Drug Development Phase: 1B
Kineta’s lead clinical stage autoimmune candidate, Dalazatide (formerly ShK-186), is a first-in-class drug candidate that aims to selectively target autoimmune disease-causing cells while leaving the patient’s protective immune response unaffected.
Dalazatide is a synthetic analog of a peptide isolated from a Caribbean sea anemone. It is a potent inhibitor of the Kv1.3 potassium channel and an important new pharmaceutical target due to its expression on effector memory T-cells. Effector memory T-cells are a subset of the T-cell family that cause inflammation and tissue damage in a broad range of autoimmune diseases. Dalazatide blocks activation of these cells without suppressing other T cell subtypes, potentially leaving intact the innate immune response and a majority of the adaptive immune response. As a result, dalazatide may not cause broad immune suppression in treated patients.
Dalazatide is being studied as a potential treatment for multiple autoimmune diseases including lupus, psoriasis, psoriatic arthritis, rheumatoid arthritis, multiple sclerosis, inflammatory bowel diseases, type 1 diabetes mellitus, atopic dermatitis, asthma, ANCA vasculitis and autoimmune uveitis.
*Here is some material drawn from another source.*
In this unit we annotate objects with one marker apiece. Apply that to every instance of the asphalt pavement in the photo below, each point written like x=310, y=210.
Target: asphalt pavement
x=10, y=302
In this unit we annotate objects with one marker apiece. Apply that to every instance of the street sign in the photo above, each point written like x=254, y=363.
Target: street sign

Kineta is the first company to bring a Kv1.3 inhibitor into human clinical trials and has conducted two previous safety and tolerability studies of dalazatide in healthy volunteers. Additionally, dalazatide demonstrated clinical proof-of-concept in a Phase 1b Psoriasis Trial and is now ready for Phase II development. See Phase IB clinical trial results.
Dalazatide is administered via subcutaneous injection twice a week. Kineta is developing a sustained release formulation that may be administered as infrequently as every 3 months. Kineta’s Kv1.3 targeting franchise provides multiple dosing options including a subcutaneous autoinjector, subcutaneous depot, eye drop, and topical cream.
Dalazatide is jointly developed by Kineta and its sister corporation KPI Therapeutics Inc.